The lawsuit is being overseen by Kristen Clarke, the head of the Justice Department’s Civil Rights Division, and Vanita Gupta, the associate attorney general.
“The Civil Rights Division did not arrive at this decision lightly,” Clarke said on Friday, adding that several provisions of Georgia’s new legislation were made with a “discriminatory purpose in violation of the Voting Rights Act.”
She said the legislation demonstrated what she called “intent to deny or abridge” Black citizens’ access to voting, and came as Georgia had made massive strides in voter turnout during the 2020 elections.
Georgia’s new legislation, signed into law in March, hands greater control over election administration to the GOP-controlled state legislature. It comes as Republicans angle to impose voting restrictions in the wake of President Biden’s victory after former President Donald Trump waged a months-long campaign falsely alleging widespread voter fraud.
Biden has called the Peach State’s restrictive legislation “Jim Crow in the 21st Century.’’
Gov.
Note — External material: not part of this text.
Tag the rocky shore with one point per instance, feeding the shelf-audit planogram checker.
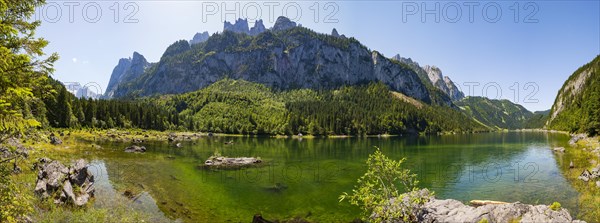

Brian Kemp has insisted that there is “nothing Jim Crow” about the Georgia law even though it includes a bundle of provisions that create obstacles, particularly for absentee voting, like strict ID requirements, less time to request ballots and fewer drop boxes.
Clarke on Friday called the stricter ID requirements “unnecessarily stringent.” Among other changes, the law also makes it a crime for outside groups to provide food and water to voters waiting at polling stations.
On Tuesday, Biden said he would speak out more aggressively on voting rights after Republicans filibustered a debate on S.1, the Democrats’ sweeping reform bill known as the “For the People Act.”
Earlier this month, Garland said his department would double the number of attorneys working on voter suppression issues, and would “not wait” to act as he urged Congress to pass Democrats’ elections legislation.
The Georgia lawsuit is the first major voting rights case filed under the Biden administration.
Florida and Iowa have also passed laws imposing new voting restrictions. Voting law overhauls are also under consideration in Texas, New Hampshire, Arizona, and Michigan, among other states.